De kosten van het systeem voor elke aangesloten onderneming (alle betrokken ondernemingen moeten worden aangesloten) worden geraamd op ten hoogste 140 000 euro per betrokken onderneming voor de ontwikkeling en 15 000 euro per jaar per betrokken onderneming voor de bedrijfskosten. Deze raming is alleen van toepassing op grote ondernemingen die zelf een complete applicatie ontwikkelen met een geïntegreerde interface met het in te voeren computersysteem, en die daarvoor de nodige apparatuur en programmatuur moeten aanschaffen. Dit is bijvoorbeeld haalbaar voor bedrijven als tabaksondernemingen of oliemaatschappijen. Voor kleine bedrijven, zoals onafhankelijke wijnbouwers, zullen de kosten aanmerkelijk lager uitvallen, aangezien alleen een computer en een netwerkverbinding vereist zijn. De lidstaten zouden hiervoor een standaardapplicatie moeten ontwikkelen en deze gratis ter beschikking stellen aan elk bedrijf dat zulks wenst.

8.

4.6. Vergelijking


Opbrengsten: De cijfers die van enkele lidstaten zijn ontvangen, zijn vergeleken met de jaarlijkse nationale opbrengst aan accijnsrechten per lidstaat in 1997. De investering voor de lidstaten blijkt niet meer te zijn dan 0,02% tot 0,2% van dit bedrag.

Fraude: Gegeven het bedrag dat jaarlijks door fraude verloren gaat, kunnen de noodzakelijke investeringen en de exploitatiekosten voor alle betrokkenen snel rendabel blijken. Met het in te voeren systeem kan die fraude gedeeltelijk worden voorkomen dankzij de controle die de nationale diensten on line kunnen uitoefenen.
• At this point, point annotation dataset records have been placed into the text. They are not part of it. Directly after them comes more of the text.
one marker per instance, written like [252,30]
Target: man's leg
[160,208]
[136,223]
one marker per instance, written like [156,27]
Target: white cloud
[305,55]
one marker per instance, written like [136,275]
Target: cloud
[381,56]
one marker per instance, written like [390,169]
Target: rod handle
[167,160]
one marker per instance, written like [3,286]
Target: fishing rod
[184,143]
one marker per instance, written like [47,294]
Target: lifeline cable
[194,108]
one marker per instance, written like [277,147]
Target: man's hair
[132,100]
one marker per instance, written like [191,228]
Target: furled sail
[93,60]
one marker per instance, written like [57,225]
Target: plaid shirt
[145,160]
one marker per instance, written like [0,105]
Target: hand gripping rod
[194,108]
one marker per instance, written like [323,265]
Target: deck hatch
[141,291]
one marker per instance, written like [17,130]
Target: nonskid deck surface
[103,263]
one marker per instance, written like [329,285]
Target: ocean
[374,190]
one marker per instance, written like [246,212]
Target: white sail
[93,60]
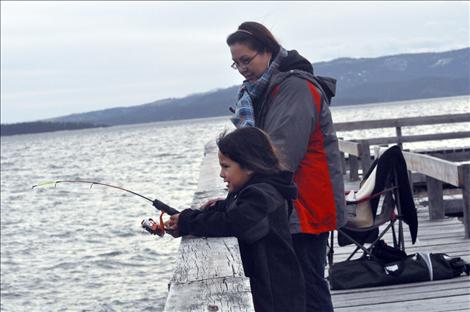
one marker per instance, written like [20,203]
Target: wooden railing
[359,150]
[437,172]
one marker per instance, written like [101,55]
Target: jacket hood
[294,60]
[283,182]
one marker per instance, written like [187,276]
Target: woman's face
[249,63]
[232,173]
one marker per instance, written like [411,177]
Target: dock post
[465,170]
[435,197]
[365,156]
[353,168]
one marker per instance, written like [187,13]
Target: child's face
[232,173]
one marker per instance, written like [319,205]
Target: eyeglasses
[244,62]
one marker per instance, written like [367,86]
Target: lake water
[72,248]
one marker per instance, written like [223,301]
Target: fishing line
[155,202]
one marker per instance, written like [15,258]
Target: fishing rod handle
[164,207]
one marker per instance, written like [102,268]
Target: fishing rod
[150,225]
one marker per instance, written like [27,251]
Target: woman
[282,96]
[255,211]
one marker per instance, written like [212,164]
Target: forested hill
[359,81]
[41,126]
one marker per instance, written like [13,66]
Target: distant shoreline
[52,126]
[44,126]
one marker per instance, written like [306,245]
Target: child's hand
[210,203]
[171,226]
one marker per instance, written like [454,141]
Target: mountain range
[359,81]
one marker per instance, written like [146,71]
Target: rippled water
[72,248]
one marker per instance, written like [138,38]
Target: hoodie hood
[294,60]
[283,182]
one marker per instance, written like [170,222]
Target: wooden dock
[437,236]
[209,274]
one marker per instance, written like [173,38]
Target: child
[256,212]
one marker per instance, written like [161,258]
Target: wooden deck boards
[441,236]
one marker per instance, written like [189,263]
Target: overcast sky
[65,57]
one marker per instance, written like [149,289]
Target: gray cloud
[66,57]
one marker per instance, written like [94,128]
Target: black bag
[419,267]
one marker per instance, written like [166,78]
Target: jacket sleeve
[246,218]
[292,118]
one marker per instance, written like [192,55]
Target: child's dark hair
[252,149]
[256,36]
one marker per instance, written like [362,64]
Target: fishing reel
[153,227]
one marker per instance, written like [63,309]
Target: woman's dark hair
[256,36]
[252,149]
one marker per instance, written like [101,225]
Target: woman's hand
[171,226]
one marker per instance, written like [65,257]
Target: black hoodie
[257,216]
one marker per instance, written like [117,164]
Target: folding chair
[384,198]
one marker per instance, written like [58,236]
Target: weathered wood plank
[465,179]
[450,303]
[401,122]
[351,148]
[411,294]
[439,169]
[196,263]
[420,138]
[436,198]
[221,294]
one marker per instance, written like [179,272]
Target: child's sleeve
[246,218]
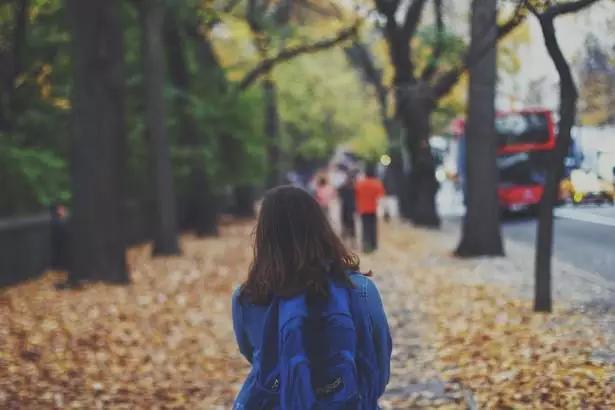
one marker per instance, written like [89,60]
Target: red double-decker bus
[524,139]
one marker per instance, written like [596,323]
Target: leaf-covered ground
[166,341]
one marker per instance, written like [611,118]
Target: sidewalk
[464,333]
[480,343]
Aangezien de oorspronkelijke investeringen niet meer zijn dan 0,2% van de jaarlijkse nationale accijnsopbrengsten, zouden de kosten ten laste van de begroting voor de Commissie en de lidstaten samen niet meer dan 5% van de jaarlijkse gederfde accijnsopbrengsten bedragen.

9.

5. Bereidheid tot implementatie


De automatisering van de accijnsheffing wordt door de nationale diensten en het bedrijfsleven gesteund en gewenst vanwege de resulterende vereenvoudiging van de administratie en versnelling van de afsluiting van transacties. Deze automatisering past in de algemene ontwikkeling in de richting van afschaffing van papieren documenten en vervanging door gecomputeriseerde verzending van gegevens.

Na het besluit van de Raad Economische en Financiële Zaken van 19 mei 1998 is gebleken dat de politieke wil bestaat om de accijnsheffing te automatiseren. Gezien echter de omvang, de complexiteit en de totale kosten van het project, is het van wezenlijk belang dat de lidstaten en de Commissie zich zowel juridisch als budgettair verbinden (zie artikel 2 van het voorstel voor een beschikking). Hierom wordt dit voorstel voor een beschikking bij het Europees Parlement en de Raad ingediend.